The real power comes when combining these notations to create more complex patterns:

SELECT 'a1b2c3' SIMILAR TO 'a[1-9]b[0-9]c[0-9]';
-- Returns true

This pattern ensures the string starts with ‘a’, followed by a digit 1-9, then ‘b’, any digit, ‘c’, and any digit as well.

Using the OR Operator

You can also use the pipe symbol (|) as an OR operator to match multiple patterns:

SELECT 'axy' SIMILAR TO 'a(x|y)';
-- Returns true

This matches strings that start with ‘a’ and are followed by either ‘x’ or ‘y’.

Escaping Special Characters

To match special characters literally in your patterns, you need to escape them using the backslash (\):

SELECT 'a%b' SIMILAR TO 'a\%b';
-- Returns true

This will match a string that has ‘a’ followed by an actual percent symbol, followed by ‘b’.

Advanced Example: Email Matching

Let’s apply what we’ve learned to a practical example – verifying simple email patterns:

SELECT '[email protected]' SIMILAR TO '%_@__%.__%' AS is_email;
-- Returns true

This SIMILAR TO pattern checks for a common email structure: anything before the ‘@’, followed by anything with at least one character before and after a ‘.’, and ending in anything.

Advanced Repetition and Class Usage

For a stricter email validation:

SELECT '[email protected]' SIMILAR TO '[A-Za-z0-9._%-]+@[A-Za-z0-9.-]+\.[A-Za-z]{2,4}' AS is_email;
-- Returns true

This ensures the local part of the email contains one or more of the allowed characters, and the domain part includes only alphanumeric characters, hyphens or periods, followed by a domain extension that’s between 2 to 4 characters long.

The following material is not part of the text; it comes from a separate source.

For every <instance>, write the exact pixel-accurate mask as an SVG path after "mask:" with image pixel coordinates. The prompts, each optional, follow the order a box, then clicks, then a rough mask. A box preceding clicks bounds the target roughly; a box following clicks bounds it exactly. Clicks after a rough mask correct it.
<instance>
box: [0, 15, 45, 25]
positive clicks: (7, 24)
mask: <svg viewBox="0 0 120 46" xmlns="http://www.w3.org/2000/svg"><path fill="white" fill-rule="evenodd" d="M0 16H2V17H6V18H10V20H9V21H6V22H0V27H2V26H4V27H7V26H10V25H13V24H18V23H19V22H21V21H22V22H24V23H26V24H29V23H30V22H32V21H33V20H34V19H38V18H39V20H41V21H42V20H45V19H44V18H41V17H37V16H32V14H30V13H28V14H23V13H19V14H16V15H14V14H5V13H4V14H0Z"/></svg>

Performance Considerations

While SIMILAR TO is very flexible, it can be less efficient than other predicates like LIKE. Use it wisely, particularly with large datasets, as complex patterns can increase the query execution time.

Conclusion

The SIMILAR TO operator in PostgreSQL is a nuanced feature tailored for pattern matching. It finds its strength in the expressive power of SQL standard’s regular expressions, allowing for precise and flexible data queries. Whether validating emails or filtering data based on complex patterns, SIMILAR TO is an invaluable tool in the PostgreSQL arsenal. Like any feature, it should be used appropriately to balance expressive queries and performance demands.